For some weeks now I’ve been mourning a never-was and never-would-be relationship. Since then, he has back peddled on some of the things he said, of course not by admitting he was wrong to say them but by telling me that I misunderstood, and I have come to realise that my infatuation probably had less to do with him as a person and more with who I made him out to be. It turns out it’s fairly easy to project the idea of a perfect partner onto someone who wasn’t physically present in my life to prove to me that he didn’t fit the mould I made him. On top of that, it probably says a lot about me that I imagined an ideal relationship for me to be one that allowed me literally a thousand kilometres of personal space.
Although, rationally I am aware of our incompatibility and how easily cramped up I feel by relationships, emotional me hasn’t quite caught up just yet and the fantasy, which unfortunately still wears his face, lives on. I need a distraction, a good one. The casual hook-ups I’ve been indulging in lately have been fun, but my emotional investment in them generally lasts about as long as the men in question do in my bed, which at quite some occasions leaves much to be desired.
What I want is a crush. A good old ‘wanting to hold hands with someone’ type of crush, a ‘grinning at an incoming text’ type of crush, a ‘laughing at the cringiest jokes ever told’ type of crush. A kind of crush that makes someone seems smarter whilst making me dumber. Nothing serious though, just a crush. It doesn’t have to be real, it can be another fantasy, as long as it’s a fantasy that isn’t able to escape reality like the current ever elusive target of my affections is. I need a distraction that exist here, in my physical realm and whom can therefore be held up to the scrutinising light of actuality whenever I choose to do so.
I’d like a crush that can be crushed simply by meeting reality, for example by meeting my friends. Because little spoils a crush as quickly as introducing them to your friends at a party.
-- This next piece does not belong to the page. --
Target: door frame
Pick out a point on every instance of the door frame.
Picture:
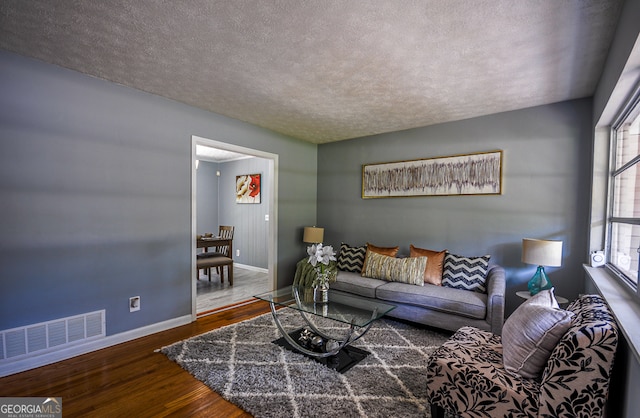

The way you are able to lie to yourself about the amazingness of the fresh target of your obsessions, your friends cannot. They’ll try to, of course. They will say things like: ‘I didn’t talk to him much, but he seems really nice’, or ‘I’m sure that when I get to know him better, we’ll click’, or ‘Perhaps he needs some time to warm up to us, but I’m sure he’s a great guy’. And if that hasn’t disillusioned you just yet, seeing your crush interact with your friends from a distance might do the trick. As you watch him from across the room, you finally notice his insecure posture and ill-adjusted mannerisms, that you simply hadn’t been able to see when he was naked and laying on top of you.
Yes, I want something simple and harmless, an irrational infatuation that is as easily and painlessly gained as it is lost. A little distraction that offers more substance than a one-time fling but won’t escape reality when I want it to.